Wednesday, April 29, 2009

Tamara Drewe


A friend at the library suggested Posy Simmond's graphic novel, Tamara Drewe, because she'd read Gemma Bovary by the same author. Hmmm, obviously this was going to be the retelling of another classic, but what was it? The discreetly copulating sheep in the background of the cover wasn't giving me any clues, but then, Ah! There it is, inside front cover: a classified ad for a writers' retreat, far from the Madding Crowd.

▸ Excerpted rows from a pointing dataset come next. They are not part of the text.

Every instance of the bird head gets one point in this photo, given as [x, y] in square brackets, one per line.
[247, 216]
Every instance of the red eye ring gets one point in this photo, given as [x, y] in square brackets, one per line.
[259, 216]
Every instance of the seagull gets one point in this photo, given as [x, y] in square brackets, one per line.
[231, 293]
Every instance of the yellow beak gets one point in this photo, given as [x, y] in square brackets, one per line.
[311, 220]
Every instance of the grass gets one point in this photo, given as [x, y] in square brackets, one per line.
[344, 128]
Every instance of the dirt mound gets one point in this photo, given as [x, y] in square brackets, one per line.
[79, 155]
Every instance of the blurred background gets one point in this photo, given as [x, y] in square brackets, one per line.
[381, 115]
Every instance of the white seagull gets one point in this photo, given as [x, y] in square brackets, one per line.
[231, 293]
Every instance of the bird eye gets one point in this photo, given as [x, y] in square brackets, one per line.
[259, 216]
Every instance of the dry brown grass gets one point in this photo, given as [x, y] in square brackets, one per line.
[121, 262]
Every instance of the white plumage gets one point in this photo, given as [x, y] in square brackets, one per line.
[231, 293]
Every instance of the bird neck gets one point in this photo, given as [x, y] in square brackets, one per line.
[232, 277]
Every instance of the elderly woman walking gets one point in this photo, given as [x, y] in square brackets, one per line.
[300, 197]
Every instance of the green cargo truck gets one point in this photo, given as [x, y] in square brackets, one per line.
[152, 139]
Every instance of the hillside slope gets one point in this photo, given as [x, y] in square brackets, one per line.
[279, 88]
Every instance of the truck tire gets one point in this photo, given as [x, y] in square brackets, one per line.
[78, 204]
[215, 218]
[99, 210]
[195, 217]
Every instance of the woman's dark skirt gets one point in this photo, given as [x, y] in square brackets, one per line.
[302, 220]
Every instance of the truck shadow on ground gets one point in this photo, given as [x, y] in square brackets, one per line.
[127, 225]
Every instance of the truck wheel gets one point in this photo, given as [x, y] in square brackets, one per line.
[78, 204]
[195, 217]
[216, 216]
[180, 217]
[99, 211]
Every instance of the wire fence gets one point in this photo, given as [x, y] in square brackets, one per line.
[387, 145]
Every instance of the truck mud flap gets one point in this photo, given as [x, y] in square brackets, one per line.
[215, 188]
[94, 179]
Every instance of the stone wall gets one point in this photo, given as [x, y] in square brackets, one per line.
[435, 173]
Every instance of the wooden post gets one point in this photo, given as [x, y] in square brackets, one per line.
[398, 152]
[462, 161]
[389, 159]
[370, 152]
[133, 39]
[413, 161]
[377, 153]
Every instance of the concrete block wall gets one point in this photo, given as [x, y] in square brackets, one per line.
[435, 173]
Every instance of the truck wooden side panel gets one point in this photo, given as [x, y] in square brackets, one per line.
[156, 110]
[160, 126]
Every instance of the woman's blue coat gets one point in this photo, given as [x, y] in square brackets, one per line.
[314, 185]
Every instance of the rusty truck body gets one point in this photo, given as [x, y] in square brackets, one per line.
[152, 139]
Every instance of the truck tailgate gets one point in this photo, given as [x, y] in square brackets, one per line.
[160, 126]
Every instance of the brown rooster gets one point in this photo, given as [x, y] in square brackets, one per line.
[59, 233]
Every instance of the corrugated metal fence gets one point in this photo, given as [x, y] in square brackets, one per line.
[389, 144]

In college, friends Gavin and Jeff mocked me for using the phrase far from the madding crowd as synonimous with getting away from irritating people. I don't know if they're right or wrong about that, but I've always been a little shy of using the phrase again, unless I'm talking about the novel (which I never do). Also, I'm a little shy of Thomas Hardy in general. Actually, shy is the wrong word. I have never recovered from reading Jude the Obscure and still feel sick to my stomach when I think of that novel, so there was NO WAY, I'd be reading Far from the Madding Crowd to better my "enjoyment" of Tamara Drewe. (I did use Wikipedia, though, so I got the plot points which are confused and varied and mostly morally deadly. Hardy's pretty big on come-uppance).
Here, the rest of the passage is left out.